We finally get checked in to our hotel. I had hoped to go to the local track which is having a harness racing meet tonight but one look at Virus Boy tells me that isn't happening. We find a marvelous channel that shows racing, including the local meet and I enjoy watching flat and harness racing, pretending that I'm really there having a bit of a flutter instead of in a generic hotel room. It's 8 pm but my body insists that it is after Midnight, so I finally fall asleep half a world away.
At 3 am, my body says to get up and feed the chickens. I check Facebook instead. I wake Rob at 6 and he insists manfully that he is ready to explore. Yesterday in our search for throat-soothing milk shakes, we found a store and purchased orange juice and lots of bottled water. Thus fortified we troop down to the lobby to join our Bush and Beach tour to the Hobbiton Movie Set. There are 11 of us in the Mercedes van bearing the most excellent moniker "Thrain." (Though I'm told the other van is christened "Smaug," which would have been even cooler.)

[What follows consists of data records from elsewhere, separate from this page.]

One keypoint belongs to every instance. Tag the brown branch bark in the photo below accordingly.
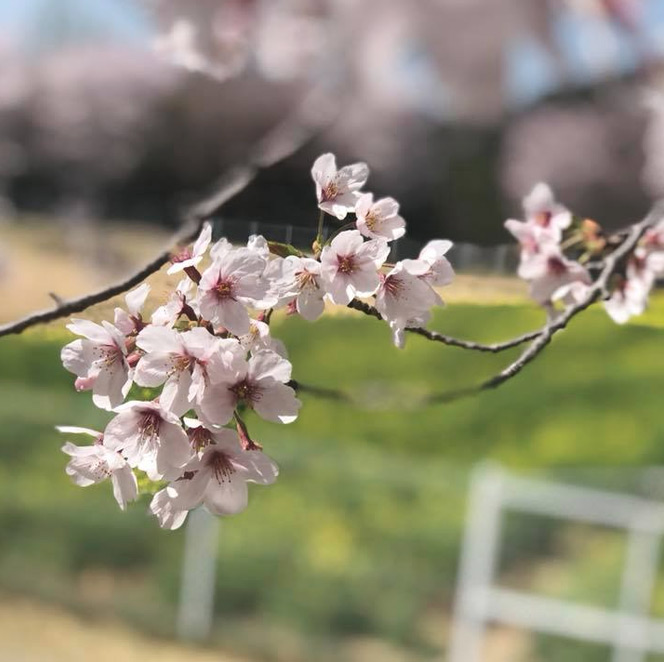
(284, 140)
(596, 291)
(435, 336)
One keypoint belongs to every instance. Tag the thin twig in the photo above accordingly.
(434, 336)
(595, 292)
(320, 392)
(279, 144)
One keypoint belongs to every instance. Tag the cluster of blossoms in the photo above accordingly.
(555, 246)
(207, 354)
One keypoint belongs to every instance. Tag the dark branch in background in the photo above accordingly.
(596, 291)
(313, 114)
(494, 348)
(540, 338)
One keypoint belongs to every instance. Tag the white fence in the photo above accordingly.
(628, 630)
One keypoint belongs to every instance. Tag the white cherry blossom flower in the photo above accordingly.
(338, 190)
(545, 221)
(176, 305)
(550, 270)
(217, 478)
(93, 464)
(542, 210)
(184, 362)
(259, 384)
(302, 284)
(379, 219)
(404, 296)
(99, 361)
(130, 321)
(349, 266)
(150, 438)
(233, 282)
(440, 270)
(192, 256)
(628, 299)
(260, 338)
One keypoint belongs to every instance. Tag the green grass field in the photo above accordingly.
(360, 535)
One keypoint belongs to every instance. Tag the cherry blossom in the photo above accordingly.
(405, 295)
(184, 362)
(177, 304)
(260, 384)
(548, 271)
(629, 298)
(379, 219)
(338, 190)
(99, 360)
(191, 257)
(93, 464)
(543, 211)
(216, 478)
(259, 337)
(440, 271)
(150, 438)
(233, 282)
(349, 266)
(302, 284)
(130, 321)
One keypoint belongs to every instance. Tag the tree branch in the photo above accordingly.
(434, 336)
(596, 291)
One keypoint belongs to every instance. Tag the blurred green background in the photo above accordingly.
(358, 542)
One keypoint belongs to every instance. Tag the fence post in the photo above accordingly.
(196, 606)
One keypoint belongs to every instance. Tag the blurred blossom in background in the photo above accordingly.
(117, 114)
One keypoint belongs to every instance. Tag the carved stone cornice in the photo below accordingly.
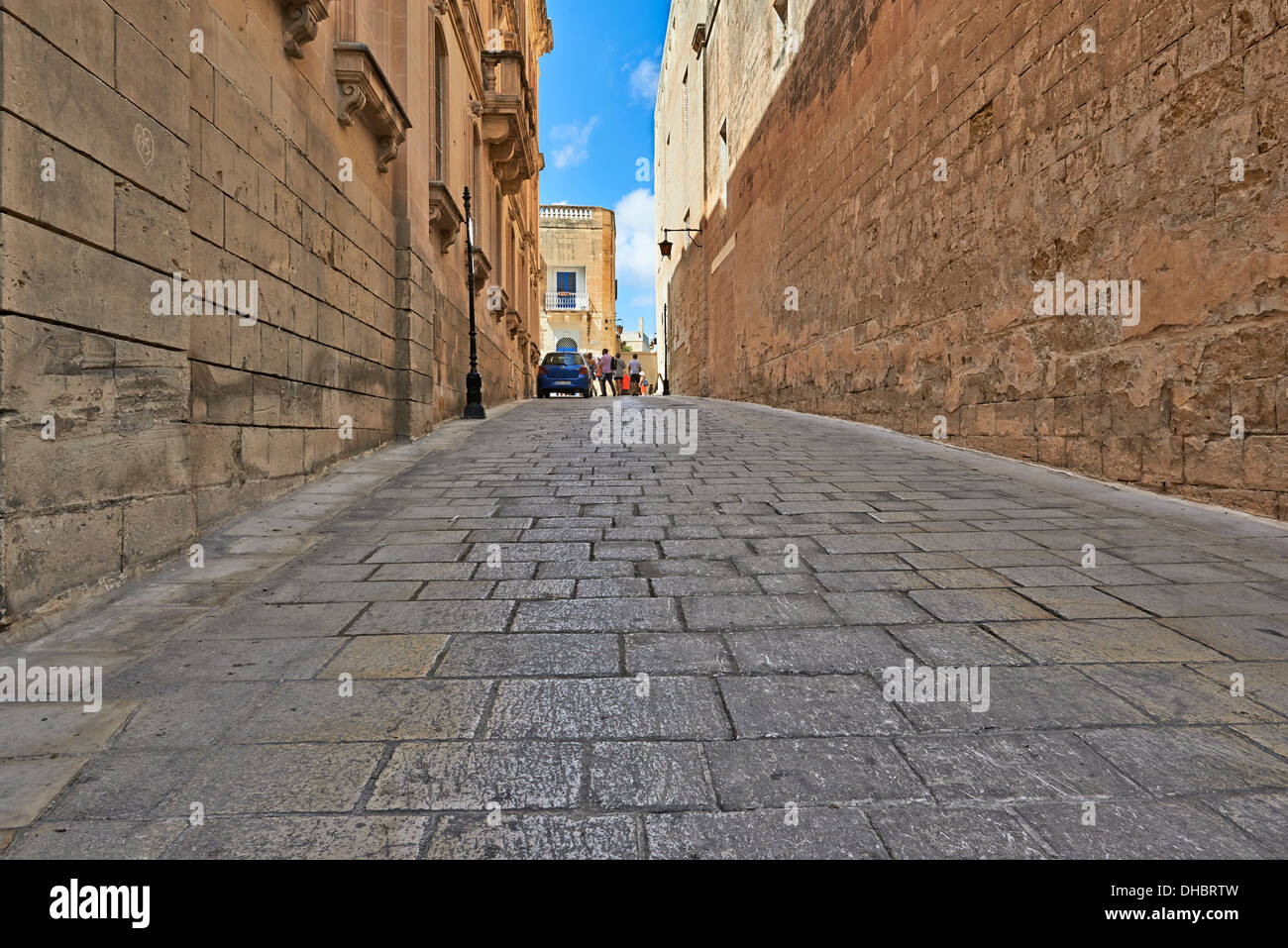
(506, 120)
(445, 215)
(366, 93)
(301, 24)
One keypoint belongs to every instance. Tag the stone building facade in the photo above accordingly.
(313, 154)
(889, 194)
(579, 247)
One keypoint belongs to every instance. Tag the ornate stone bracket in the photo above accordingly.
(365, 93)
(482, 269)
(445, 217)
(301, 24)
(502, 300)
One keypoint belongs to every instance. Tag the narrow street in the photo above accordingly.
(561, 648)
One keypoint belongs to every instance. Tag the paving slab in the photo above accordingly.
(675, 657)
(369, 837)
(810, 833)
(471, 776)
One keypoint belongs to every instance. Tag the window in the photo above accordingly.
(441, 145)
(686, 107)
(514, 263)
(782, 17)
(498, 247)
(724, 163)
(476, 180)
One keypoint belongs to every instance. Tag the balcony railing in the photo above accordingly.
(574, 301)
(559, 211)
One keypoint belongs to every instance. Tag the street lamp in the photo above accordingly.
(473, 381)
(666, 247)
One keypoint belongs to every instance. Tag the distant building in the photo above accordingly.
(638, 342)
(580, 305)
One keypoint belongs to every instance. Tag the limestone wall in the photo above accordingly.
(915, 296)
(185, 138)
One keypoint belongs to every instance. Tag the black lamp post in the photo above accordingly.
(473, 381)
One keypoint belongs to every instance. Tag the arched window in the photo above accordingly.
(439, 102)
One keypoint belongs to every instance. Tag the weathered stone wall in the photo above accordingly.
(917, 295)
(185, 140)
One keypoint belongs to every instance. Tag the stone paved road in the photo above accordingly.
(761, 728)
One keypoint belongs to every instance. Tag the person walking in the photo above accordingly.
(635, 369)
(605, 375)
(618, 373)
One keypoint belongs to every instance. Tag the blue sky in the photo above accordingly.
(597, 90)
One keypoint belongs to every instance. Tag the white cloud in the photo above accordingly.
(643, 81)
(636, 241)
(572, 143)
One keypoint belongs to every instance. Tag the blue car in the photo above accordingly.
(565, 372)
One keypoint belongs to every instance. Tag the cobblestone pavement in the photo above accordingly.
(514, 694)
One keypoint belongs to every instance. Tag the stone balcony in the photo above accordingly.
(507, 119)
(567, 303)
(366, 94)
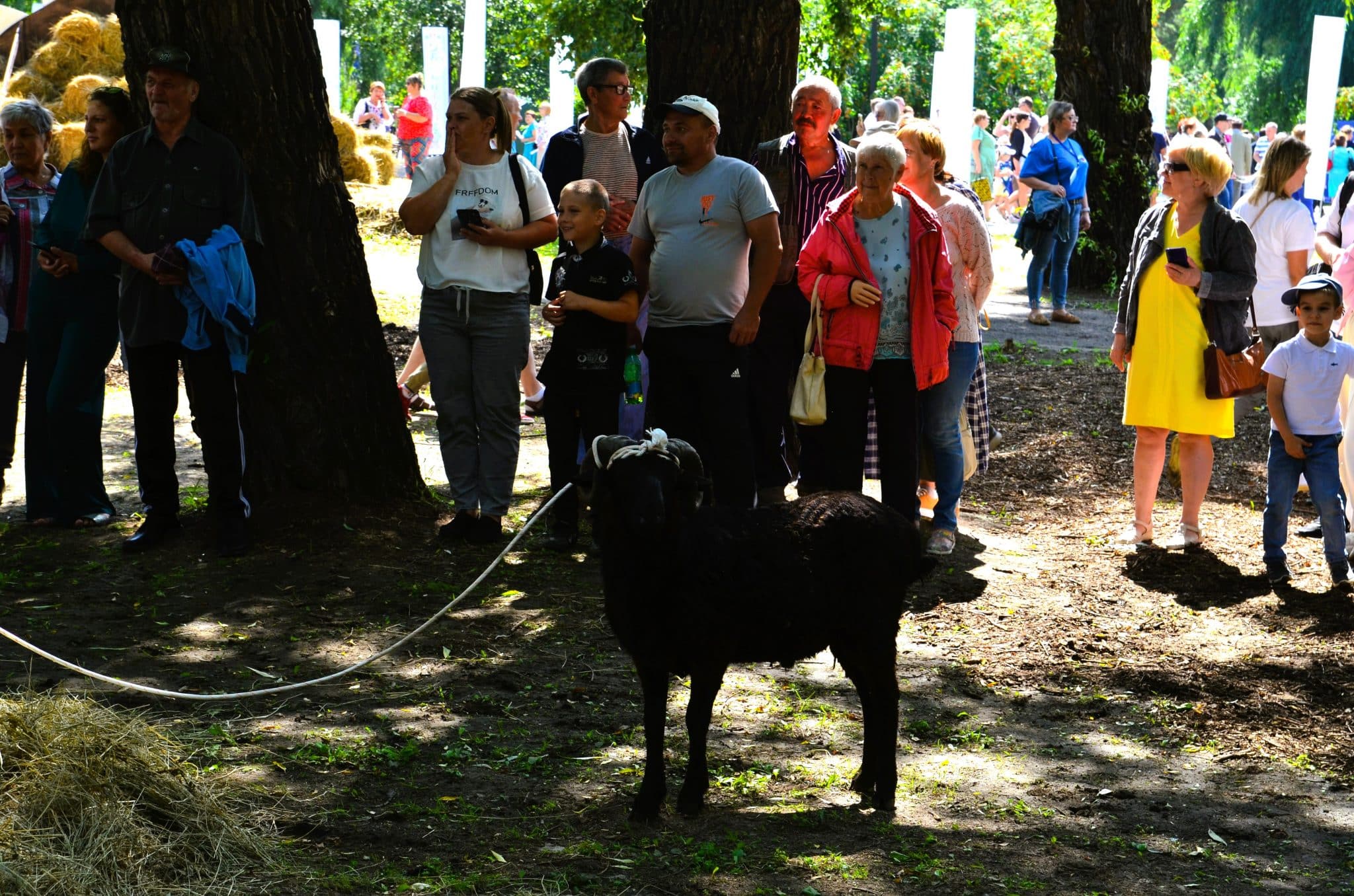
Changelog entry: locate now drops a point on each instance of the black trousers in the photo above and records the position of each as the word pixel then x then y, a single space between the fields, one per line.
pixel 14 352
pixel 571 416
pixel 153 375
pixel 775 357
pixel 898 417
pixel 697 391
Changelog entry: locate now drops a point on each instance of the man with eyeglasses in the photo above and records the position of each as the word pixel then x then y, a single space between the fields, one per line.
pixel 806 170
pixel 174 180
pixel 604 148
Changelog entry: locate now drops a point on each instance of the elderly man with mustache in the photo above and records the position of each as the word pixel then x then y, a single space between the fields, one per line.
pixel 806 170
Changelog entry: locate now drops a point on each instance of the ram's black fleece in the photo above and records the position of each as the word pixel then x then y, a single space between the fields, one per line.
pixel 692 589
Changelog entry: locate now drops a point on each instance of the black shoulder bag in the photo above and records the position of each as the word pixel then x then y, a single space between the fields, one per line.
pixel 535 281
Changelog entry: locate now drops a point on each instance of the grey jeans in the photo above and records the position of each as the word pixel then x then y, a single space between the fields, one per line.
pixel 475 344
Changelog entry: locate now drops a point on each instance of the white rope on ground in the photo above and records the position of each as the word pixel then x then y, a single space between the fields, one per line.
pixel 282 689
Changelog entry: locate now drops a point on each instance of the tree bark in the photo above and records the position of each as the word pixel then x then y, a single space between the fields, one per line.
pixel 1103 52
pixel 319 404
pixel 740 56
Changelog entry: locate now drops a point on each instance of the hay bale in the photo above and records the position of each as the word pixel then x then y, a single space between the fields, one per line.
pixel 27 83
pixel 111 40
pixel 65 145
pixel 385 161
pixel 59 63
pixel 378 140
pixel 75 99
pixel 79 30
pixel 103 802
pixel 346 133
pixel 358 167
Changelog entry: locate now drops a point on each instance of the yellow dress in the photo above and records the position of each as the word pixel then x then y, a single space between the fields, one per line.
pixel 1166 370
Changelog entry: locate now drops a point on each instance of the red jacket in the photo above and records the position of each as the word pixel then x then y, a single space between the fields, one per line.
pixel 834 250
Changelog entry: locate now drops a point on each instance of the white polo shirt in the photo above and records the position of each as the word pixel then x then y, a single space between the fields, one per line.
pixel 1312 378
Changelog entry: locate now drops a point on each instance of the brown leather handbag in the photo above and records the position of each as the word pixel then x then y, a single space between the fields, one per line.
pixel 1234 375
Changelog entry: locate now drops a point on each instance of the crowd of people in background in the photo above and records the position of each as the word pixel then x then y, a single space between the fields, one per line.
pixel 692 278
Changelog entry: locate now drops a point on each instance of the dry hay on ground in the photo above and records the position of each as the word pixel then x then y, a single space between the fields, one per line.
pixel 65 145
pixel 381 140
pixel 75 99
pixel 97 802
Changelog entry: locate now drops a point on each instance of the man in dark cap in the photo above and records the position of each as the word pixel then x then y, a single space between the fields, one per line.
pixel 174 180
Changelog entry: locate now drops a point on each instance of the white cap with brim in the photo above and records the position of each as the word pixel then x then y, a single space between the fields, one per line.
pixel 692 104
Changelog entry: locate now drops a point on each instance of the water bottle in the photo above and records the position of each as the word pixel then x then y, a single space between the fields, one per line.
pixel 634 387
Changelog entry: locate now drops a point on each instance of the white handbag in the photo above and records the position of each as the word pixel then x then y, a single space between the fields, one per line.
pixel 809 401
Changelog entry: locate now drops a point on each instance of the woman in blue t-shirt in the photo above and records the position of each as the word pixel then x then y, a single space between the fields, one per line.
pixel 1058 165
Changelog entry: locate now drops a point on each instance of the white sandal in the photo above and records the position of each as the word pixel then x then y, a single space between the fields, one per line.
pixel 1185 537
pixel 1134 535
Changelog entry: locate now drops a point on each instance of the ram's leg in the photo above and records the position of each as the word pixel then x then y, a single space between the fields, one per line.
pixel 653 790
pixel 856 670
pixel 704 687
pixel 882 722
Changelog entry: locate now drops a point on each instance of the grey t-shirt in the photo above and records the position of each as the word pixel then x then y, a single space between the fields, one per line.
pixel 697 274
pixel 890 260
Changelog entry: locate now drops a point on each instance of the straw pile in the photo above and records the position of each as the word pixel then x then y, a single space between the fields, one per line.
pixel 65 145
pixel 102 803
pixel 377 140
pixel 75 99
pixel 385 163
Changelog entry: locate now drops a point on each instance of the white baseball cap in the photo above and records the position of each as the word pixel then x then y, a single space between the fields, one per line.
pixel 692 104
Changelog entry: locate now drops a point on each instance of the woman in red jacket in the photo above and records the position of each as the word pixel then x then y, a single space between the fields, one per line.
pixel 879 262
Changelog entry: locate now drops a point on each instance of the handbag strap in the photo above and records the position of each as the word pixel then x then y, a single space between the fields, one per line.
pixel 813 333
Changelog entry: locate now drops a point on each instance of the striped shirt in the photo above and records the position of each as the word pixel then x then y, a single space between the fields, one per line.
pixel 608 161
pixel 809 198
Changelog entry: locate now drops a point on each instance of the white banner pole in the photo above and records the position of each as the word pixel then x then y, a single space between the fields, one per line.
pixel 438 83
pixel 1322 83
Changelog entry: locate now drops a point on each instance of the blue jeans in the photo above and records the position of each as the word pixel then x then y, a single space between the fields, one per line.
pixel 1322 467
pixel 1059 254
pixel 941 408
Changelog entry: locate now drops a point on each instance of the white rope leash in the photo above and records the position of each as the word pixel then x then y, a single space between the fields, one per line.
pixel 280 689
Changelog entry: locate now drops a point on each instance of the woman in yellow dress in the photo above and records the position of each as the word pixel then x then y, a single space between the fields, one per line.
pixel 1168 316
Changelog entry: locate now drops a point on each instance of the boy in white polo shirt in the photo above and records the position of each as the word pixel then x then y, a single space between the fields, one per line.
pixel 1306 375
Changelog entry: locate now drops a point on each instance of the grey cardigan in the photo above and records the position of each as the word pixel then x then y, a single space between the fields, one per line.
pixel 1228 254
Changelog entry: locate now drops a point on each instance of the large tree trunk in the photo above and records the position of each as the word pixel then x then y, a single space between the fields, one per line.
pixel 740 56
pixel 320 406
pixel 1103 52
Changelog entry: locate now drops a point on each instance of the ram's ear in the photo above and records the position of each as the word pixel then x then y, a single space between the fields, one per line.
pixel 598 457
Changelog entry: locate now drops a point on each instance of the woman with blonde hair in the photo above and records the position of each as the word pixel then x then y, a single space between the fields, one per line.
pixel 1168 316
pixel 1284 236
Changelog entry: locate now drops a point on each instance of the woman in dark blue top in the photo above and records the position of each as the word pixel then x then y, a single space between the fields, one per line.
pixel 1059 165
pixel 72 334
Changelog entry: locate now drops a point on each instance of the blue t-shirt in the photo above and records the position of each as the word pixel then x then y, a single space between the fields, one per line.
pixel 890 260
pixel 1058 163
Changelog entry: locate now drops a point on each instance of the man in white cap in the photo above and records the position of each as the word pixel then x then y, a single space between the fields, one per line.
pixel 692 232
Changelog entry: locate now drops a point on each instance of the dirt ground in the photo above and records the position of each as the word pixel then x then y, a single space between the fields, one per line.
pixel 1074 719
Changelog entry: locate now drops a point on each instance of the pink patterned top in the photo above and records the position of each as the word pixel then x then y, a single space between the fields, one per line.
pixel 971 254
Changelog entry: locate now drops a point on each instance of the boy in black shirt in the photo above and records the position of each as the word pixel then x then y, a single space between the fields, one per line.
pixel 594 294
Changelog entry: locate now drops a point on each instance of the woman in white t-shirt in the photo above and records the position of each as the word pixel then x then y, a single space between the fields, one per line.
pixel 473 320
pixel 1284 236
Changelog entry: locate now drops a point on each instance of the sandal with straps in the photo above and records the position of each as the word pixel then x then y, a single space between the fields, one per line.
pixel 1135 534
pixel 1187 537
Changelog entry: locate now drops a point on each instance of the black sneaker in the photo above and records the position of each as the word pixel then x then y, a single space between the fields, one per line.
pixel 562 541
pixel 459 528
pixel 487 531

The scenery on the two hour drive to Hobbiton is delightful. Everyone has that one landscape that speaks to them. For some it is beach or forest or desert. Me, I'm an Entwife, and these rolling green hills fit my mental fantasy perfectly. The green green grass is dotted by trees- some deciduous, some palm trees, all offering shade to the creatures that graze their verdant slopes. Flocks of Romney sheep intermingle with Jersey and Holstein cows. Occasional horse herds and beef cattle appear betimes. It is Spring and most ewes have a pair of lambs nuzzling at their udders. The occasional farm house looks well tended but comfortably distanced from any neighboring farms. None of those horrid gated communities with houses 5 feet apart in this fair land. Pastures are fenced with unpainted rails, a land tamed but not devoured; bridled but never broken.
|Genius Cow. (Just Keep Reading...)|
The town of Hobbiton, as built for the Lord of the Rings movies, was dismantled to leave the land as it was on this working sheep farm. It became a tourist attraction anyway so, when the Hobbit movies were being filmed, the family that owned the land specified that a permanent set was to be built. Now the largest tourist attraction in New Zealand, the set is beautifully maintained and a feast for the eyes, if a bit penurious to the pocketbook. We were fortunate to be on the first tour of the morning and our little group had the place to ourselves, though we could see the hordes of tourists crowding through half an hour behind. Everyone told us how lucky we were that it wasn't raining and, indeed, the drizzle began shortly after we reached the hotel.
We spent the drive back learning about the number one product of New Zealand (powdered milk for babies called "Cowala") It turns out there's a reason that the Holstein (Fresian) herds are dotted with Jerseys and the occasional Guernsey. Holsteins, of course, produce the bulk of the milk while Jerseys are there for the milk fat. Guernseys, it turns out, are the border collies of the cow world. (Who knew?) The brainy Guernseys lead their dimmer Holstein cousins on their daily 10 mile walk from pasture to milking parlor and back, creating the fittest milk cows on the planet. (I think I got more of the animal lecture because the driver knew I was a vet.) Anyway, we came back to the room and supported New Zealand's second largest industry by having lamb for dinner. Tomorrow, Australia!!